Table 1 List and information of 37 SNPs in the analyzed region on chromosome 20q11.22

Use of a novel measurement: θ value

An original measurement (θ value) was used for block identification. The θ value represents the probability of whether a SNPs interval resides within or outside a haplotype block. The word "interval" as used here refers to the region between two adjacent SNPs (See Methods). Using the θ value with more than two block definitions allows an estimation of the suitable structure of the haplotype block in the region of interest.

In the analyzed region, different reference haplotype blocks were identified with three separate algorithms, despite a single strong |D'| value (Fig. 1B). To evaluate the discrepancy in block identification, θ profiles were calculated for all pairwise SNPs with a flow chart in Fig. 2.

Figure 2
figure 2

A flow chart of computational simulation. This flow chart outlines the basic algorithms including re-sampling, haplotype block definition, and block concordance (See Methods). x is the sample size in the re-sampling process. This parameter is increased from 50 to 700 in increments of 50, in addition to 10, 25, and 725. n is the number of repeat times of simulation under the maximum repeat time N. The θ value is an original measurement of the estimation of haplotype block, and is the ratio of times to N times when simulating the transition zone of block (See Materials and Methods). HWE denotes Hardy-Weinberg equilibrium, and MAF denotes minor allele frequencies.

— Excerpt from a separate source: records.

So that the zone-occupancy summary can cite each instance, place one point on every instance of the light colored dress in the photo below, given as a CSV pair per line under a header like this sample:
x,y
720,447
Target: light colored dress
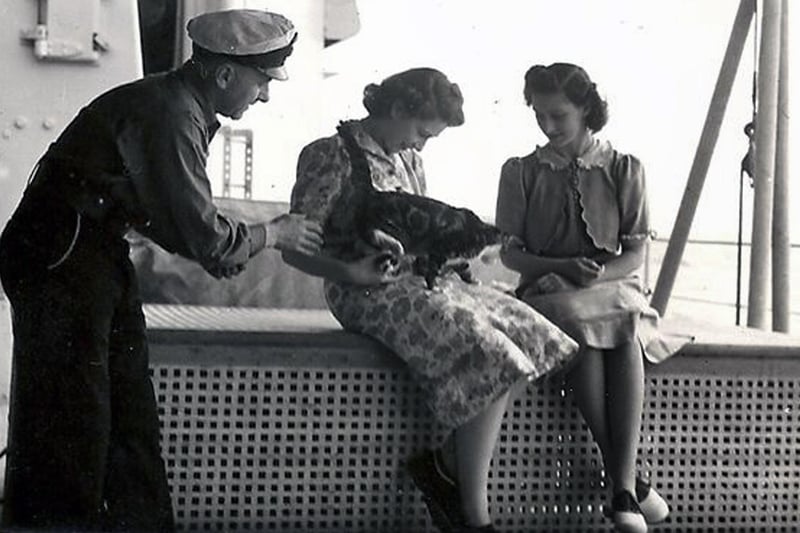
x,y
587,207
465,345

The influence of the mixture of cases with control samples was examined first. θ profiles calculated with only controls (x = 358 and N = 3,000) were compared to the mixed data of controls and cases (x = 358 and N = 3,000). The mean square errors (MSE) between the two data sets was calculated, where MSE was the sum of the variance and squared bias of the estimates [10]. The observed MSE values were under 0.005 (0.5%) ranged from 0.00384 to 0.00305 (Additional file 1). Similarly, when θ profiles were compared with mixed data from 725 samples (N = 3,000), the MSE values were under 0.005, leading to a reasonable accuracy for the combination of the two groups (Additional file 1). This calculation suggested that the profound bias of the mixture of cases was rather low. In addition, there were no significant differences (Chi-square P < 0.01) in allele frequencies with all 37 SNPs in a case-control association study and all SNPs satisfied with HWE test (P < 0.05). As a result, the genotyping data from 367 cases and 358 controls were merged for a total of 725 samples of Japanese genotyping data.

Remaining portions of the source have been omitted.